E mesmo nos anos 80 a concepção da identidade das crianças e do seu papel social ainda incluía o seu dever de contribuir para o orçamento familiar — por exemplo, em regiões como o Minho, onde o trabalho infantil era proporcionalmente inverso à taxa de escolarização. “O aumento global da escolaridade, a melhoria das condições de planeamento familiar e uma perspectiva muito diferente do papel da mulher só depois se conjugaram para permitir que triunfasse o conceito romântico de família, típico do século XIX, e que implica um grande investimento na educação dos filhos como representação dos sonhos e aspirações dos pais, com estes a serem capazes de proteger o bem-estar dos filhos, mesmo que isso implique sacrificarem o seu próprio bem-estar, até chegarmos a este extremo de superprotecção das crianças e dos adolescentes, num mundo em que a competição é cada vez mais dura.”

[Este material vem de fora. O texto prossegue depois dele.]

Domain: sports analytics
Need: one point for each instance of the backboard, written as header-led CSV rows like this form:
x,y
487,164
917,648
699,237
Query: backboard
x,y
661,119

Sem querer assumir-se como “profeta da desgraça”, Mário Cordeiro lembra que o preço a pagar pode ser mais elevado do que se pensa. “Temos a obrigação de exigir políticas concertadas, maior atenção à infância e uma perspectiva desta não apenas na actualidade e no presente, mas projectando-a no futuro. Foi o que fizeram os países mais evoluídos, como os nórdicos, na sequência da II Grande Guerra e da fragmentação do tecido social que esta causou.”